Le jeune psychologue rencontre dans les derniers instants d’études et les premiers instants de pratique de nombreux questionnements et de nombreux changements. Ces questionnements peuvent amener à se demander comment être légitime dans sa pratique. Il semble que la question de la légitimité se réfère à deux vecteurs : un vecteur interne et un vecteur externe. La légitimité externe serait symbolisée par ce que l’Autre m’autorise à accomplir, ce qu’il me dit capable de faire (via les diplômes, emplois) tandis que la légitimité interne est symbolisée par ce que je m’autorise à accomplir, ce que je me sens prêt à faire (via un travail sur soi, une découverte de sa pratique personnelle, les supervisions). Ces deux légitimés tendent à s’équilibrer afin d’aboutir à une pratique sereine, basée sur une ouverture totale à l’Autre tout en ayant une base solide comme point d’appui. Ce point d’appui, comparable à une ancre marine, est composé d’éléments suffisamment solides et stables pour permettre une excursion dans un domaine ou un environnement où l’on ne sait rien et où tout est à découvrir. Il s’agit d’une ancre indélébile composée d’une synthèse des connaissances passées, des connaissances de soi et des capacités acquises. Ces connaissances resteront ancrées pour toujours et ont vocation à représenter la solidité et l’humilité dans un contexte où l’intégralité des connaissances à acquérir vient de l’Autre et de l’environnement.
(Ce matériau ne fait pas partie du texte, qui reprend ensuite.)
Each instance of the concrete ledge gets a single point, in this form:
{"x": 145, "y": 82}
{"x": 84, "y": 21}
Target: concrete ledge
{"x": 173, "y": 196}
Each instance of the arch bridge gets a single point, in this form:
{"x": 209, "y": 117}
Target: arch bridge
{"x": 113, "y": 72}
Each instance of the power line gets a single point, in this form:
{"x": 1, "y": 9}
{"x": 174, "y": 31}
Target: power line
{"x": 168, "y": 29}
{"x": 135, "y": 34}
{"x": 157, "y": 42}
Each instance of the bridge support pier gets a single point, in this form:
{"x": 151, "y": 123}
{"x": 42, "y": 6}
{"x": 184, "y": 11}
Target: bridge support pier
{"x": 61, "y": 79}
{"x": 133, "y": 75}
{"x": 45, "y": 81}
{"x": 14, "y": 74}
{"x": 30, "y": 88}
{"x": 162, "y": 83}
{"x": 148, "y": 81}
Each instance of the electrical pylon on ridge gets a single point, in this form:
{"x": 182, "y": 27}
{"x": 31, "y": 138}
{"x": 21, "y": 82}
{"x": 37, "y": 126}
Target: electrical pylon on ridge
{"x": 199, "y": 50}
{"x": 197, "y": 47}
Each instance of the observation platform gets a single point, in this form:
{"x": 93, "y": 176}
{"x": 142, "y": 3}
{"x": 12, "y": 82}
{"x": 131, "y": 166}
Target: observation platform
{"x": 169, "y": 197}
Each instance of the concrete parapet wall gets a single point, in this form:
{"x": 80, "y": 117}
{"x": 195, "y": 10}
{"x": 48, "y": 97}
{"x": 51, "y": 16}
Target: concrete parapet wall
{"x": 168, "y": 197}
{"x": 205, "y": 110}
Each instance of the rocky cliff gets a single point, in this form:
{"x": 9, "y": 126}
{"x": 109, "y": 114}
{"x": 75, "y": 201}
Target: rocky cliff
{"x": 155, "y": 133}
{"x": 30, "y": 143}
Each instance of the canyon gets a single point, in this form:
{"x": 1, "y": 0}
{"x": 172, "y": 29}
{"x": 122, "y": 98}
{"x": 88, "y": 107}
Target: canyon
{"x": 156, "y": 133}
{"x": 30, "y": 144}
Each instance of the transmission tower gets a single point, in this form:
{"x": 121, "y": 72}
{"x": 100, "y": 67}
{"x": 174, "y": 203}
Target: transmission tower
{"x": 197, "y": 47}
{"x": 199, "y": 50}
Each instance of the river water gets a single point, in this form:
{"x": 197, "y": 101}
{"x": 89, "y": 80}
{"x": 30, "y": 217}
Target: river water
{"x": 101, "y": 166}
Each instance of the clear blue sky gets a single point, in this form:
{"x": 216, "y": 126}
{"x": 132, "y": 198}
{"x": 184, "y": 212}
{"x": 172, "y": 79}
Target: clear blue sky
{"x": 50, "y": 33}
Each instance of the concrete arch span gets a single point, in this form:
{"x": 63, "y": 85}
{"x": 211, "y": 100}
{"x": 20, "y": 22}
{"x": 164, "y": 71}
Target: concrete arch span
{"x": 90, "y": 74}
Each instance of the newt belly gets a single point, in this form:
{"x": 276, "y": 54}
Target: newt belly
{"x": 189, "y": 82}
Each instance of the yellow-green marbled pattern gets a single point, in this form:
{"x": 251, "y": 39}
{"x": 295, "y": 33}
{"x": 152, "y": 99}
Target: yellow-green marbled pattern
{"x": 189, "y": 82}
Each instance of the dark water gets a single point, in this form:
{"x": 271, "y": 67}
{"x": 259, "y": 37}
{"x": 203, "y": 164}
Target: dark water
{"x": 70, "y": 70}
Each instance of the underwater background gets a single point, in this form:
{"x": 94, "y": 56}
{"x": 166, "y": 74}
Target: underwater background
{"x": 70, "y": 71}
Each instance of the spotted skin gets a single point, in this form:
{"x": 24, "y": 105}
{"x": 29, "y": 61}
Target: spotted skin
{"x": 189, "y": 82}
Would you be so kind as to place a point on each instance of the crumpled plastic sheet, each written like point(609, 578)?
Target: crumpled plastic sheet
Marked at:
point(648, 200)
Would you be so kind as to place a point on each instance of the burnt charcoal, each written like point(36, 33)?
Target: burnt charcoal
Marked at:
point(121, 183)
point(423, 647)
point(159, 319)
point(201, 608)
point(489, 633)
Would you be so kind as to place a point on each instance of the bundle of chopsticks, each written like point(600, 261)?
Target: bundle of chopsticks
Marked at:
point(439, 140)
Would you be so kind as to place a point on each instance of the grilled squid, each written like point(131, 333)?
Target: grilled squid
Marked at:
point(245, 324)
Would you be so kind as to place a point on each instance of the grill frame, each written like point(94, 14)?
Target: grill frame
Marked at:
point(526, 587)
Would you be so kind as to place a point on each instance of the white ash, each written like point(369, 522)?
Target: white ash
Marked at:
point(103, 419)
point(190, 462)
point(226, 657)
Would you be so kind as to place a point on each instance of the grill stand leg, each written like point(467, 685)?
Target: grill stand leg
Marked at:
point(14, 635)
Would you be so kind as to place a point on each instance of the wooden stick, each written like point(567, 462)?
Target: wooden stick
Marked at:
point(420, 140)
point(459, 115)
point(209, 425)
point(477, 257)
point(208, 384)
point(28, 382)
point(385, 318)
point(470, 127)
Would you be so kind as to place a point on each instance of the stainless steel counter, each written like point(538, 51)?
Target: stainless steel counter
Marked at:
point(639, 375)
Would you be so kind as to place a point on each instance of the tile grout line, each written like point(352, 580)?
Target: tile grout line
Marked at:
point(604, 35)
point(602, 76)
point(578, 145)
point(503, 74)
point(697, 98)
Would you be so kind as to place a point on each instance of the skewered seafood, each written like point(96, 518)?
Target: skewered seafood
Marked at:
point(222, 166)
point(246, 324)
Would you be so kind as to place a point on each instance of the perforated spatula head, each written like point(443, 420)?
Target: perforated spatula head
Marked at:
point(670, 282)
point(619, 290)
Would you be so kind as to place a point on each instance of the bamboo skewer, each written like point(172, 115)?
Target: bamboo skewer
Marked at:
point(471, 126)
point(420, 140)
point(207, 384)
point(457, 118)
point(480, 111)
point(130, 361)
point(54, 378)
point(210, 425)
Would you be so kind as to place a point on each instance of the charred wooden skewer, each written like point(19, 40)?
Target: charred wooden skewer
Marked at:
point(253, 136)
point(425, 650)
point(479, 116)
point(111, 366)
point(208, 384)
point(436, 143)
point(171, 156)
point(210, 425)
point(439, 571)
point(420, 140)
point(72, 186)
Ainsi Le jeune praticien doit pouvoir combiner légitimité interne et externe afin de pouvoir favoriser une pratique sereine et authentique et il doit pouvoir construire un socle de référence suffisamment solide mais discret pour laisser place à l’ensemble des nouvelles connaissances qui l’attendent dans la sphère professionnelle qu’il tend à découvrir. L’inhibition est condition du savoir. Aristote, dans La prudence chez Aristote disait : « C’est par l’apaisement de l’âme après l’agitation qui lui est naturelle qu’un sujet devient savant et connaissant » (Aristote, Physique, Livre VI, chapitre 6, p.54.) C’est en explorant un environnement avec l’idée que l’on ne sait rien, mais en emportant le nécessaire pour se raccrocher au principal, que l’on s’offre authentiquement aux connaissances disponibles dans cet environnement.